A: When I was about five-years-old I asked my parents about acting. They set up a meeting with an agent in NYC. I had to remember a Frosted Flakes commercial. I was very prepared, but when we got there, there were about 10 kids there. They were taking us as a group into a room and our parents could not come. I began to cry. My parents decided to leave with me at that moment. When we got off the elevators my parents asked what was wrong. I told them that I’m not supposed to go with strangers and that they were all strangers.
When I was seven I performed Castle on a Cloud in front of an audience of about 150 people. I received a standing ovation. Afterwards, I told my parents that I was ready for bigger audiences and wanted to try acting again. The rest is history.
I have been very blessed to have landed as many roles as I have for such a young age. I have taken many acting classes, I also have an acting coach (Renea Baker), and I work very hard to be the best actor I can be. I’ve auditioned for a lot of roles from small parts to lead roles for blockbuster films. Being able to take the rejections from an early age is an important part to all of this. When I land roles I realize how lucky I am and it makes me want to work harder each time.
Q: What are your secrets to learning your lines and how do you focus on acting and attending school?
A: Thankfully, my mom passed down her photographic memory to me. Sometimes I have difficulty when a portion of my dialog is not just a few sentences, but more like a paragraph. I recently took a master monologue class at A Class Act NY with Mitchell Gossett and that class was super helpful. But school always comes first for me. When I have to prepare for an audition or an acting job, I always make sure all of my school work is completed first.
Q: Do you ever get nervous when you have to go on auditions or is it getting easier for you since you have gotten so many great roles?

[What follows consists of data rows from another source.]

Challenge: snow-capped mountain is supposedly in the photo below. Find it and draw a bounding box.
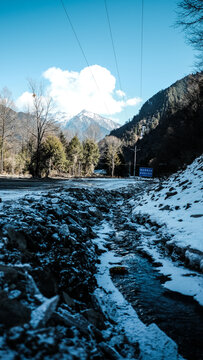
[62,110,120,141]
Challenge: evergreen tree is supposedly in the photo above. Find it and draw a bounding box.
[66,136,83,176]
[105,136,122,177]
[29,135,67,177]
[83,139,100,175]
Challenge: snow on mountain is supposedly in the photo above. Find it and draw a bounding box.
[61,110,120,141]
[130,155,203,305]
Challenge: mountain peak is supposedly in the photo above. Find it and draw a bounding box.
[63,109,120,141]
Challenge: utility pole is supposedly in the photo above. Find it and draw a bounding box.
[133,145,137,177]
[128,161,131,177]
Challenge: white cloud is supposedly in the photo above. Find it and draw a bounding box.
[15,91,33,111]
[126,98,142,106]
[116,90,126,97]
[16,65,140,116]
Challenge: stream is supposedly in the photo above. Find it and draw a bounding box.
[108,197,203,360]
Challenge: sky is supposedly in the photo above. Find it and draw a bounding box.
[0,0,195,124]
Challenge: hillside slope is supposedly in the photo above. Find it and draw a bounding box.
[110,72,203,173]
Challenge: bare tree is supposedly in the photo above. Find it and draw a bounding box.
[0,88,15,174]
[176,0,203,70]
[105,136,122,177]
[29,81,54,177]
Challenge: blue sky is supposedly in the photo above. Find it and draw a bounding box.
[0,0,194,123]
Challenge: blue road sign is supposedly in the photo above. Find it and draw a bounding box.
[139,168,153,177]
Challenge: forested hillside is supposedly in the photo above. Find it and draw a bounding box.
[110,72,203,173]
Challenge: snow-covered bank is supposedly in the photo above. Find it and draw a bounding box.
[130,156,203,305]
[94,223,182,360]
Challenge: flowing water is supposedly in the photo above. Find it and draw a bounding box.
[113,253,203,360]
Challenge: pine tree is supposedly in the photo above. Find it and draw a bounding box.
[66,136,83,176]
[83,139,100,175]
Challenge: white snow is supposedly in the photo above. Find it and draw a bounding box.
[130,156,203,305]
[131,156,203,252]
[95,222,182,360]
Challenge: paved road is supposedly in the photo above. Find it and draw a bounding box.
[0,177,147,201]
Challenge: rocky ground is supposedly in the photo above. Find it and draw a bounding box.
[0,184,147,360]
[0,172,201,360]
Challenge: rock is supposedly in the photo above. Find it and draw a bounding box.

A: I always get nervous for auditions and even for my vocal performances. They are good nerves; nerves that make me want to do the best I can for the casting directors or audience.
Q: What has been your favorite film and why?
A: My favorite film has to be “Last Vermont Christmas” (which is airing now) because it’s a feel good Christmas movie for Hallmark.
Q: What advice would you give to other young children who might have an interest in being in commercials or TV/film?
A: My biggest piece of advice would be to always go after your dreams but make sure that you are maintaining great grades in school first. Acting is a commitment which takes a lot of hard work, dedication and flexibility to stop what you’re doing to take that next audition.
Q: What are your very favorite hobbies or interests outside of acting?
A: Some of my other passions include singing, writing songs and stories, playing piano and creating music. I also enjoy musical theater, ballet, drawing, painting, swimming, riding my bike and crocheting.
Q: What do you like to wear? Are there any particular clothing lines or stores that you prefer?
A: I love to dress casual and comfy. A few of my go to stores are Abercrombie & Fitch, Gap and Hollister. I also enjoy wearing my high top Vans and on cold days Uggs.
Q: What is your favorite subject in school and why is it your favorite?
A: I love science because it’s challenging.